I have followed the guide provided in the cryosparc tools documentation for particle picking with crYOLO. However, I am encountering an issue when trying to inspect my particle picks. Specifically, I am unable to view the power histogram or any picked particles on my micrographs. I am wondering if anyone has experienced similar issues and if there are any solutions to this problem?
(Additionally, I am curious if it is possible to set the prediction threshold to 0 and then adjust it interactively during the inspect picks job)
Thank you in advance for your help and advice.
I was playing around with this and had the same issue, namely not being able to interactively select particles in the Inspect Particles Job.
To work around this I modified the provided script to set values for both “pick_stats/ncc_score” and “pick_stats/power” which then brought up the heat map in the interactive Inspect Particles Job. The value I assigned to “pick_stats/ncc_score” and “pick_stats/power” was the figure of merit provided by cryolo which I took from “boxfiles/CRYOSPARC/cryosparc.star”. Probably it would be smarter to get values from the CBOX files but I did not spend time to parse these files.

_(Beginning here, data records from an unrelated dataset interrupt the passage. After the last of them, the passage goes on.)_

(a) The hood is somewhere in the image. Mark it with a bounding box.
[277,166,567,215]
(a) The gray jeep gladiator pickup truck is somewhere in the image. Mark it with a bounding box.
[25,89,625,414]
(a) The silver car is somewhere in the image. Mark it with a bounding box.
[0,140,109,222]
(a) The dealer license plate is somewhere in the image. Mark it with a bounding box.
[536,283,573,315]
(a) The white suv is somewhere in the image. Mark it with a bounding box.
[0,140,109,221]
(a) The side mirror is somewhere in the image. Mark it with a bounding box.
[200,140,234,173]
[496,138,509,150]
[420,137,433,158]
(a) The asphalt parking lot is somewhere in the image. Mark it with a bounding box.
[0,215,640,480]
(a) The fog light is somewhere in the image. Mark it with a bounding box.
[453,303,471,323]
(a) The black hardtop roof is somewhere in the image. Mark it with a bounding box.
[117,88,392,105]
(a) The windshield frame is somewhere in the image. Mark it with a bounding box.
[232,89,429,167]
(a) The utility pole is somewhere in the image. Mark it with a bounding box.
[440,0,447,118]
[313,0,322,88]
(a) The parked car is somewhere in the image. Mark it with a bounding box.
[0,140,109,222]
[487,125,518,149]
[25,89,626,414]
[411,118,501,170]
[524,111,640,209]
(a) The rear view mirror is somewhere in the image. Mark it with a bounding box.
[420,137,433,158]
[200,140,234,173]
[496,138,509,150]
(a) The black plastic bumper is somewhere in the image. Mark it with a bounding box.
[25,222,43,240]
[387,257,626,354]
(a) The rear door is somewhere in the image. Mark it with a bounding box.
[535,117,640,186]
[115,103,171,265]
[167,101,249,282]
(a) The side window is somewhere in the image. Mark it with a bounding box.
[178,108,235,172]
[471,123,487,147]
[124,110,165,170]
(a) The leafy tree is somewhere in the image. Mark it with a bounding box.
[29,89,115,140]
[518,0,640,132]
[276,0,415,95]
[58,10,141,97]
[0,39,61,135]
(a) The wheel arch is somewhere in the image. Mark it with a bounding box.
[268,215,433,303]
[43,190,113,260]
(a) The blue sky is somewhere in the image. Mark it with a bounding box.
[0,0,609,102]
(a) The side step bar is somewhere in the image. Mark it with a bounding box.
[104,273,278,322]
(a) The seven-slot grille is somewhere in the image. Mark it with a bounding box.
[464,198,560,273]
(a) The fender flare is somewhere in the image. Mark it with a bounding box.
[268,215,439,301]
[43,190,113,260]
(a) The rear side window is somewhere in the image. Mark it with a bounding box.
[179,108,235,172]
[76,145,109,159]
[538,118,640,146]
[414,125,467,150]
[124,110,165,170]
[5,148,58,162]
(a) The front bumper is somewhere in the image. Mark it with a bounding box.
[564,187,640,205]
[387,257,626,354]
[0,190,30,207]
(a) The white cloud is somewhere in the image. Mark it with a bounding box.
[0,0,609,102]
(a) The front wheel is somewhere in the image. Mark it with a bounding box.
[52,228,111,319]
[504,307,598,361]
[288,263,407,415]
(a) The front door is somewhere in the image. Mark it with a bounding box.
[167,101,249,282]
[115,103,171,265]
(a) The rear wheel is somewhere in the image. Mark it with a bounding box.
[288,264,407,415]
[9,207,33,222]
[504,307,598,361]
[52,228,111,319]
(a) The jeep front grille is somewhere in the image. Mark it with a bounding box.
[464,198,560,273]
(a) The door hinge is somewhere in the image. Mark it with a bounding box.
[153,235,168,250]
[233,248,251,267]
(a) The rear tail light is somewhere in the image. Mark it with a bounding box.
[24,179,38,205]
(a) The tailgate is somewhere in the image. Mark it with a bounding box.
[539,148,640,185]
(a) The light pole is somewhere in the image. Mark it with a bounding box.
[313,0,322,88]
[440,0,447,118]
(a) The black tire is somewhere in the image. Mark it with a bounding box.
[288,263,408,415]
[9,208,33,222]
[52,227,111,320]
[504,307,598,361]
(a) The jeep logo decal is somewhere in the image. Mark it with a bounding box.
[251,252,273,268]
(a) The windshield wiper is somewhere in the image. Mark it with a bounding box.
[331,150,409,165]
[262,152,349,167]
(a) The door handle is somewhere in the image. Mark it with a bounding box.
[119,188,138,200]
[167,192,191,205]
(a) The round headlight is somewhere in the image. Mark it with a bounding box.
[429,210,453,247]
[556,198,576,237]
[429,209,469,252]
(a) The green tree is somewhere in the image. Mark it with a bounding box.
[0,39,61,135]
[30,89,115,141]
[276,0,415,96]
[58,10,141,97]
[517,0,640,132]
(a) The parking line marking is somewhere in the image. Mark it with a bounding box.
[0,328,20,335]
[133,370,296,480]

Below I paste the code I used but it is not tested so use with caution. I also added a tqdm progress bar so you have to have tqdm installed in your conda enviroment,
from tqdm.notebook import tqdm
from io import StringIO
import numpy as np
from numpy.core import records
from cryosparc import star
output_star_folder = "STAR"
all_predicted = 
starfile_path = "boxfiles/CRYOSPARC/cryosparc.star"
locations = star.read(job.dir() / starfile_path)[""]
all_micrographs = job.load_input("all_micrographs", ["micrograph_blob"])
for mic in tqdm(all_micrographs.rows()):
micrograph_path = mic["micrograph_blob/path"]
micrograph_name = micrograph_path.split("/")[-1]
height, width = mic["micrograph_blob/shape"]
center_x = locations[locations['rlnMicrographName'] == micrograph_name]['rlnCoordinateX'] / width
center_y = locations[locations['rlnMicrographName'] == micrograph_name]['rlnCoordinateY'] / height
fig_merit = locations[locations['rlnMicrographName'] == micrograph_name]['rlnAutopickFigureOfMerit']
predicted = job.alloc_output("predicted_particles", len(locations[locations['rlnMicrographName'] == micrograph_name]))
predicted["location/micrograph_uid"] = mic["uid"]
predicted["location/micrograph_path"] = mic["micrograph_blob/path"]
predicted["location/micrograph_shape"] = mic["micrograph_blob/shape"]
predicted["location/center_x_frac"] = center_x
predicted["location/center_y_frac"] = center_y
predicted["pick_stats/ncc_score"] = fig_merit
predicted["pick_stats/power"] = fig_merit
Hi @Poko18 and @frozenfas ,
Thank you for reporting and apologies for the delay. We’ve made a fix to Inspect Picks such that it is able to display particles even when the input dataset does not contain
pick_stats. This will be released in the next version of CryoSPARC.
Thank you for that. I tried it myself and it works great.
Also, I think that the merit numbers are the same between CBOX and cryosparc.star, so It might not be necessary to parse CBOX files.
This is resolved in v4.3 (August 9, 2023) as you can now run Inspect Picks on a datasets without pick stats.